Jim Geovedi.
Banyak orang meragukan kemampuan bangsa Indonesia di bidang teknologi, terutama karena kita lebih sering memposisikan diri sebagai konsumen dan bukan produsen di bidang teknologi. Hal ini juga berlaku di bidang keamanan komputer dan Internet, di mana kemampuan para hacker Indonesia diragukan. Namun siapa sangka bahwa salah seorang peretas dari Indonesia, Jim Geovedi memiliki reputasi kelas dunia.
Pria kelahiran 28 Juni 1979 ini digambarkan oleh BBC News sebagai seorang pria yang “tidak terlihat seperti serorang penjahat Bond…tapi memiliki rahasia-rahasia yang akan mereka kejar habis-habisan.” Pria yang satu ini memang bukan lulusan sekolah IT ternama. Dilansir dari Deutsche Welle, selepas lulus SMA, Jim menjalani kehidupan jalanan yang keras di Bandar Lampung sebagai seniman grafis. Di sana dia lantas bertemu seorang pendeta yang memperkenalkan dia dengan komputer dan Internet. Dia sendiri belajar mengenai teknik hacking secara otodidak.

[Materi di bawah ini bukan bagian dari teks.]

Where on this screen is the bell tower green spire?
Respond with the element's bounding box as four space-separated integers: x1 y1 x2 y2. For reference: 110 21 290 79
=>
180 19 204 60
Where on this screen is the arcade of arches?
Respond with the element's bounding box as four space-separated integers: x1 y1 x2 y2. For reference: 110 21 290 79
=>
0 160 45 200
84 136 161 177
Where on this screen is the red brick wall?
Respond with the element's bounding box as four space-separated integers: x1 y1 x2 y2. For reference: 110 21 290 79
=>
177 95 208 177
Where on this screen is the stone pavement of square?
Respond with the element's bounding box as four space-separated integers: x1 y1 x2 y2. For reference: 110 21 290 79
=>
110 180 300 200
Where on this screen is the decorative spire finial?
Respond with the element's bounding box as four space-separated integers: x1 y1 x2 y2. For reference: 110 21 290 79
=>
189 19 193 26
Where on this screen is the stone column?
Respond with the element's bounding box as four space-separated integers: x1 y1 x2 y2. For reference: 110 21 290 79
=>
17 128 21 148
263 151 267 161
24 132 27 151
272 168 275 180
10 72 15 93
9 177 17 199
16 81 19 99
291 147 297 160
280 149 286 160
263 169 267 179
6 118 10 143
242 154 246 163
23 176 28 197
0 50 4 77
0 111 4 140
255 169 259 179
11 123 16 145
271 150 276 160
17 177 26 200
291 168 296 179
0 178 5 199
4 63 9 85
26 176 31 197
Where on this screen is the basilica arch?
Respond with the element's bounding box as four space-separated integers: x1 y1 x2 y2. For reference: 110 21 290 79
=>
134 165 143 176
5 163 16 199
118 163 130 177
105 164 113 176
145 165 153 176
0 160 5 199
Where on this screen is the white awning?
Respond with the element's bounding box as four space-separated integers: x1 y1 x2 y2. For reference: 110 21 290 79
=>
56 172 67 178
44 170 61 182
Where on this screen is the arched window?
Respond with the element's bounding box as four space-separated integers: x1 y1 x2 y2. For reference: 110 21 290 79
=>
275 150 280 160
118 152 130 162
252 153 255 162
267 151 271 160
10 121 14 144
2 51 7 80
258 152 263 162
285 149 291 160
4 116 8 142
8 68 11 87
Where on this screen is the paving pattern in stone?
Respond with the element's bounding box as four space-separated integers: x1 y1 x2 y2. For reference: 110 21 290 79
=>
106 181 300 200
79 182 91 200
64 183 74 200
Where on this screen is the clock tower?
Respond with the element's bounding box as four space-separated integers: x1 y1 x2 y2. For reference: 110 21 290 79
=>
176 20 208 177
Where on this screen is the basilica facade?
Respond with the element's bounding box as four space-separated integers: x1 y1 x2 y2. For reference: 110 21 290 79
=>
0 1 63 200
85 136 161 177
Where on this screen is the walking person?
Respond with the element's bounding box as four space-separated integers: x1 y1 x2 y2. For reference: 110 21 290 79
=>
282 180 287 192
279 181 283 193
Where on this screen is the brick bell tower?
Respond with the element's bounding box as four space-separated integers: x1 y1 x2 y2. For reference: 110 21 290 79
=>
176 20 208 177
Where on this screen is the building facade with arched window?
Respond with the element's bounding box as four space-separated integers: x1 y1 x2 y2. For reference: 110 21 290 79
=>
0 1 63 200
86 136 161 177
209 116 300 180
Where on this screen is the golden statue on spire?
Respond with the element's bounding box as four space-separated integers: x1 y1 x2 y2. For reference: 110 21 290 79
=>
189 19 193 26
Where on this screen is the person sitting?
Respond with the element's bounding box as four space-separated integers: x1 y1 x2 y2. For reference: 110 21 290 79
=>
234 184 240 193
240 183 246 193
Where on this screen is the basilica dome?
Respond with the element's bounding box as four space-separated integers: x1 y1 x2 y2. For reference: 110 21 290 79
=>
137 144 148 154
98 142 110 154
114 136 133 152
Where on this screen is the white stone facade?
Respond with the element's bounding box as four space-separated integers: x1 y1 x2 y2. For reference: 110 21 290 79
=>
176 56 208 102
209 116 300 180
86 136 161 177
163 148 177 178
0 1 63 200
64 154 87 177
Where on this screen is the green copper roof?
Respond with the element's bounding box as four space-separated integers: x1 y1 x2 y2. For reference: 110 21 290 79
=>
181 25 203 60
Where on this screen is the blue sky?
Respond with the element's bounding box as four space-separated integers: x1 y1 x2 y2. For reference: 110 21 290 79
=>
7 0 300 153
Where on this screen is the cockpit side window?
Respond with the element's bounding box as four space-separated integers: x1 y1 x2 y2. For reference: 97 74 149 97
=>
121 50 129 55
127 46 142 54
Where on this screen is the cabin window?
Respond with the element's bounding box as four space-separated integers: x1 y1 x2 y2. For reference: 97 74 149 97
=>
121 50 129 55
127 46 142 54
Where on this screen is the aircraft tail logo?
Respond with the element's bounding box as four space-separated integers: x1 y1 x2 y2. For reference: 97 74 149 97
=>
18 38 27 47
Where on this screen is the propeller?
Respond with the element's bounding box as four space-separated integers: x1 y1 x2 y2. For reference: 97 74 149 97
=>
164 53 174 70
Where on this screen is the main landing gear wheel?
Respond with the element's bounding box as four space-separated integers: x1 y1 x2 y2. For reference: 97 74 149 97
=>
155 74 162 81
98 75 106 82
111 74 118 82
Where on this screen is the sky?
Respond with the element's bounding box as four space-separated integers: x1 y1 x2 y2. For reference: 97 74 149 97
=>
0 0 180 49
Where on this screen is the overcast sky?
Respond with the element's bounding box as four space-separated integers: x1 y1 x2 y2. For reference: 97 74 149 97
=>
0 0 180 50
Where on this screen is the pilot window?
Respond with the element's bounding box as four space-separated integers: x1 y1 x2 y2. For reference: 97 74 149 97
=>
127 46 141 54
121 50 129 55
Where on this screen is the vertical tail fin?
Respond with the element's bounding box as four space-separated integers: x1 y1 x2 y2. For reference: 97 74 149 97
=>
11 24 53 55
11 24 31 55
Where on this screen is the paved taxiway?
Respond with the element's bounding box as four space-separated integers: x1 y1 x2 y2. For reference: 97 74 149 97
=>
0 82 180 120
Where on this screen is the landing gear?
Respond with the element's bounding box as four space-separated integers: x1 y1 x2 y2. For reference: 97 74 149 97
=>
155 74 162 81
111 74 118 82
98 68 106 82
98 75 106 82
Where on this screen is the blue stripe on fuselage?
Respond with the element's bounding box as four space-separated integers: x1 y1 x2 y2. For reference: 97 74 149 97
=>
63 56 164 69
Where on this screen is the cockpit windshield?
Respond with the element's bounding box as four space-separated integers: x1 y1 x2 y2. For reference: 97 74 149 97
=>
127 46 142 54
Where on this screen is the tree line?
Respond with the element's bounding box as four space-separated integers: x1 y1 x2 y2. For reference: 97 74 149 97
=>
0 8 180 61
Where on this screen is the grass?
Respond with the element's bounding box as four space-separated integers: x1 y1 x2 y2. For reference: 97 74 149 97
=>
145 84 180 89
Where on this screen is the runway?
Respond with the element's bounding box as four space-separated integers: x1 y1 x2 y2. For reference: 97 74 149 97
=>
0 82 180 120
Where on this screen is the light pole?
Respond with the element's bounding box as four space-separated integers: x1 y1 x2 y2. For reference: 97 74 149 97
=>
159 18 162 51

Geovedi sendiri mendirikan beberapa perusahaan konsultasi keamanan IT (Information Technology) dan saat ini tinggal di London. Dia sudah sering diwawancara mengenai masalah-masalah terkait sistem keamanan satelit, keamanan perbankan dan penerapan hukum. Dia sudah sering hilir mudik di Berlin, Amsterdam, Paris, Torino hingga Krakow untuk menjadi pembicara dalam pertemuan hacker internasional. Dalam sebuah seminar, dia sempat memperagakan bagaimana cara meretas sebuah satelit.
“Kalau mau saya bisa mengontrol internet di seluruh Indonesia,“ kata Jim dalam percakapan dengan Deutsche Welle. Saat Deutsche Welle menanyakan hal itu kepada pengamat IT Enda Nasution, dia mengaku percaya Jim Geovedi bisa melakukan itu.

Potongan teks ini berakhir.